L’attitude passive habituelle qui est typiquement celle de ce genre de manif a été abandonnée. Les gens rendent coup pour coup à la police. De même, ces rassemblements ne se sont pas déroulés dans les lieux habituels, et ils n’étaient pas composés des mêmes personnes politiquement actives de la classe supérieure. De la ville de Chita, nous avons entendu des personnes nous rapporter que les flics ont été mis en déroute. À Perm, la foule a applaudi après que des anarchistes ont pris la parole pour parler de rébellion, d’autonomie et de solidarité contre la répression. À Irkust, la manif a elle aussi chaleureusement accueilli les anarchistes et leurs prises de parole. Ailleurs, des personnes ont fait barrage à des camions de police tandis qu’à un autre, elles désarrêtaient des manifestant.e.s. Dans une rue, un homme a cogné un flic, tandis que dans une autre les gens chantaient « Liberté ! Liberté ! » alors qu’une femme arrachait une matraque de la main d’un policier. L’intérêt croissant pour les idées anarchistes est certainement plaisant, mais il y avait surtout un potentiel anarchique, encore plus excitant, dans la révolte qui a éclaté aujourd’hui, aussi modeste soit-il.

L’une des tactiques émergentes les plus intéressantes est l’attaque à coup de boules de neige contre la police, qui a renforcé la confiance et maintenu la tension tout en étant une « escalade » avec laquelle les gens étaient à l’aise. Si le but de ce genre de soulèvement est entre autre d’humilier les autorités et de motiver d’autres personnes de prendre part à l’action, les batailles de boules de neige sont une très bonne manière d’atteindre ce but.
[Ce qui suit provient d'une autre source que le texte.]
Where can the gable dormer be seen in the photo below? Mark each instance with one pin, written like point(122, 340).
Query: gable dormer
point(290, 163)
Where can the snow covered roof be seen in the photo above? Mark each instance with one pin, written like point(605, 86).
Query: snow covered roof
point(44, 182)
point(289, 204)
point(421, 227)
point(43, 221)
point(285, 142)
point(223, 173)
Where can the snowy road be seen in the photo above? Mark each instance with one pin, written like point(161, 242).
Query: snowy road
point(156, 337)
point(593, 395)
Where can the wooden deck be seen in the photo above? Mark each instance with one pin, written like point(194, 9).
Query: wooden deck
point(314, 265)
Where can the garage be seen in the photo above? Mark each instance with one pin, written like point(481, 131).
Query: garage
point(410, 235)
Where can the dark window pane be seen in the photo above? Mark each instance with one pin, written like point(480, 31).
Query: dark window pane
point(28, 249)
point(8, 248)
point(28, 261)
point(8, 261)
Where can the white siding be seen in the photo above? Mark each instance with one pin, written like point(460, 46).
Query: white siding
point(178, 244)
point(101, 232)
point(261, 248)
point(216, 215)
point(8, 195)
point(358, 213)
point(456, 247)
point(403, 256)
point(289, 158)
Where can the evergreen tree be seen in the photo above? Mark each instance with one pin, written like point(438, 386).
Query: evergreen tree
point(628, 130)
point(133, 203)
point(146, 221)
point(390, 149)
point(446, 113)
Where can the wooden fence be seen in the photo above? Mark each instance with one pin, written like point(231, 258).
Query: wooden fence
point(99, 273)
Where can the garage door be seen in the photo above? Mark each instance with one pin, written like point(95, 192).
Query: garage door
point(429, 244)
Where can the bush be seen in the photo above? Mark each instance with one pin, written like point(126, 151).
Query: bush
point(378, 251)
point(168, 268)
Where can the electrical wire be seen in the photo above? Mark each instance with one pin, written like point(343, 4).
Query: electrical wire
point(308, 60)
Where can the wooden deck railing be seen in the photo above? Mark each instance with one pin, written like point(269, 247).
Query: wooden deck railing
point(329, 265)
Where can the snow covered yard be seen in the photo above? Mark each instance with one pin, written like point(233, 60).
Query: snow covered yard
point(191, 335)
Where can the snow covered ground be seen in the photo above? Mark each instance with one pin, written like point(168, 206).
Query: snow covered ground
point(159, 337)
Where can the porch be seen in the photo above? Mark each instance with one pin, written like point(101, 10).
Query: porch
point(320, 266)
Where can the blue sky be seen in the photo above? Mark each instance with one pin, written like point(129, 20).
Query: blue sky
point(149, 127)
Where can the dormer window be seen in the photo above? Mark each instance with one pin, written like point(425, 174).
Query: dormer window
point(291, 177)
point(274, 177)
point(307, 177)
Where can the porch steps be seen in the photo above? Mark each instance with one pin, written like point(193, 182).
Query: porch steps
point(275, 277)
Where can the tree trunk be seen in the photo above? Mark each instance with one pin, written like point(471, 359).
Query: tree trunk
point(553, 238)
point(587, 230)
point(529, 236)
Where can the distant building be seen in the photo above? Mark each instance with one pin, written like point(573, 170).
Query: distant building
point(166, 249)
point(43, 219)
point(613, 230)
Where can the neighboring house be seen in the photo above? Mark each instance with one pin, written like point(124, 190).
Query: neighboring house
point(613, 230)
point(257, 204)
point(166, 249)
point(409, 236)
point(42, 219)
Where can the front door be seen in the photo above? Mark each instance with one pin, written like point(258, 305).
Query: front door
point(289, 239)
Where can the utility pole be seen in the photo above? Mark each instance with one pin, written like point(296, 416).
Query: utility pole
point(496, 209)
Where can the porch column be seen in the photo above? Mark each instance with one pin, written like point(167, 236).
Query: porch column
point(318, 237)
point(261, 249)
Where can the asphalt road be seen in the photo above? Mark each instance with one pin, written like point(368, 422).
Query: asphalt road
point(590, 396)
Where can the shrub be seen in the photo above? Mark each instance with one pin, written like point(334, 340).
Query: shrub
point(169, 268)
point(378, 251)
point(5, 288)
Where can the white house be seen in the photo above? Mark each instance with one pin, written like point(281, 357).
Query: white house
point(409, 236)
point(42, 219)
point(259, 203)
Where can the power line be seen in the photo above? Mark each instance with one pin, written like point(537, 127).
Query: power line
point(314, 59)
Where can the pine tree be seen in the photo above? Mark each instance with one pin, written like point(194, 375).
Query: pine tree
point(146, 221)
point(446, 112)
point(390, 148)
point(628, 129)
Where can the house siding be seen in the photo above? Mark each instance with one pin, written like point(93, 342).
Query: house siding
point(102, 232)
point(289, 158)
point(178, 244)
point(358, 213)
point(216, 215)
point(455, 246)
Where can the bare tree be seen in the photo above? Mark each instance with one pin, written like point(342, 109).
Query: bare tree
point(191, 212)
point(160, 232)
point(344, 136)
Dans une des vidéos qui a circulé sur Télégram, on peut même voir une bataille de boules de neige se transformer en une attaque contre un véhicule portant une plaque d’immatriculation officielle de l’État [un véhicule qui a été identifié comme appartenant à la FSB, la Service de sécurité fédérale russe]. Nous avons vu la possible révolte qui pourrait éclore de ces pratiques émergentes, mais, d’un autre côté, nous avons aussi vu la puissance de la répression.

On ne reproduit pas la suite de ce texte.